Sometimes in life, things happen according to plan. Maybe your party goes as well as you could’ve hoped. That math test you studied day and night for ended up being a piece of cake. One kiss turns into a relationship one could only dream of. Those precious moments are not to be taken for granted. Every once in awhile, things go your way. Life seems bright. There isn’t a thing that can go wrong. Cherish that. Remember that for when times get tough. Remember for the moments when life sort of screws you over.
Earlier this week I realized that life can be a bitch. For awhile it can seem as if terrible things keep happening one right after another. I hadn’t seen life that way since spring of my junior year of high school. It’s no secret that I’ve battled severe depression and suicidal thoughts since my early high school days. I don’t hide those facts because I’m not ashamed of who I am. In the past, I made bad decisions that haunted me for ages, but it’s been years since then. Those dark moments made me who I am today. They made me able to handle the shit life throws me now. No one can take that away from me. No matter how hard they try.
What I’ve gone through this past week hasn’t affected me nearly as badly as it would have if all of this had happened two years ago, and it’s because I’m stronger now. Every day we grow as humans. We learn from our mistakes and discover how to move forward in life. One thing that always helps me is kind of juvenile, but it works! Whenever I’m feeling down, or someone around me is, I say the word POSITIVITY, then list all the positive things about life that I can think of at the moment. It sounds like something a child would do, but it honestly makes me and the people around me feel better. When I was going through the worst parts of my depression I was always told to “look at the positives in life.” Honestly, it didn’t help at first. I had to go through therapy and medication. It was a process, but now those few positive thoughts I think of every now and again are what can completely turn my day around. Try it, and you might be surprised how much it can help. Staying positive is a major way to keep yourself from getting too melancholy. It can be draining trying to be happy all the time, but it can be worth it. Sometimes that happiness can become real which makes it all worth it.

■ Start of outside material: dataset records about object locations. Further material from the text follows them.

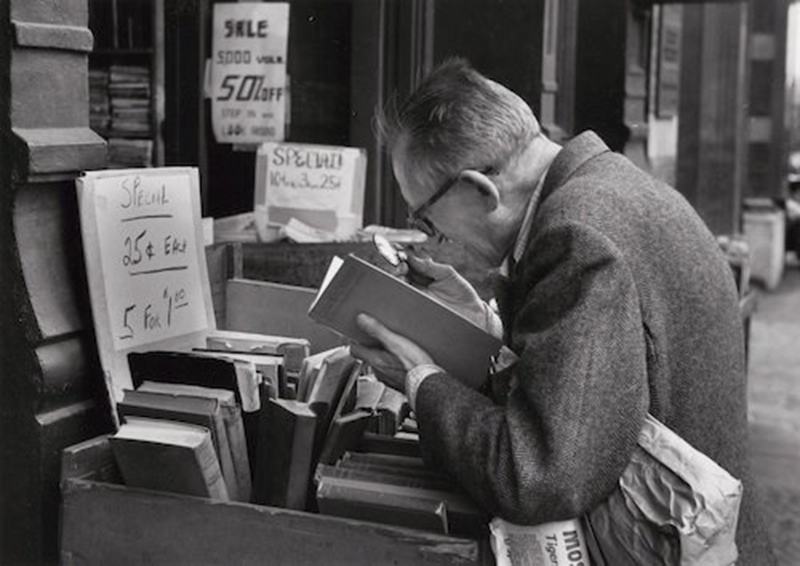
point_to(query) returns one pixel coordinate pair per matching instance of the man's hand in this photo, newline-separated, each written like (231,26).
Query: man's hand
(398,356)
(453,290)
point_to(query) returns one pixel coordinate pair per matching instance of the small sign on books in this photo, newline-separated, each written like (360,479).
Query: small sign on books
(145,261)
(320,186)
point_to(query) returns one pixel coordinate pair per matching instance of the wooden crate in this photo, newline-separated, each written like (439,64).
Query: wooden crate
(108,523)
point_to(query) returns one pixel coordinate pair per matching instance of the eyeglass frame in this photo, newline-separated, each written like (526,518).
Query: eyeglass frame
(416,216)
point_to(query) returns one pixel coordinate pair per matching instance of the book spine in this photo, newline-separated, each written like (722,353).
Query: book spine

I’m writing all of this because I want people to know that whatever hell they’re going through right now, it’s not the end. Maybe your boyfriend dumped you or someone close to you passed away; no matter the situation, it’s not the end of the world. With every shit experience comes a lesson to remember in the future. Yes, life can suck. In fact, it sucks major ass sometimes, I’m not going to sugar-coat it for you. However we can always move forward. A single moment in your life doesn’t define who you are or how your life will go for as long as you live. YOU make that decision. You decide whether to let those terrible experiences destroy you from the inside out. You decide whether or not to get help. You decide whether to live in darkness or light. Don’t ever feel like you have nothing left to live for. Every day I try to find a reason to be thankful I’m still alive. It may be a simple thing like enjoying the ice cream from my university’s dining hall or maybe it’s something major like realizing that I have the most supportive and amazing friends ever to help me through anything. These little bright moments in my days are a reminder that life is worth living. Days are worth meandering through even if I have a class I don’t enjoy because good things happen. Remember the great moments for when you’re feeling down. Never forget: GROW from your past and LIVE for your future.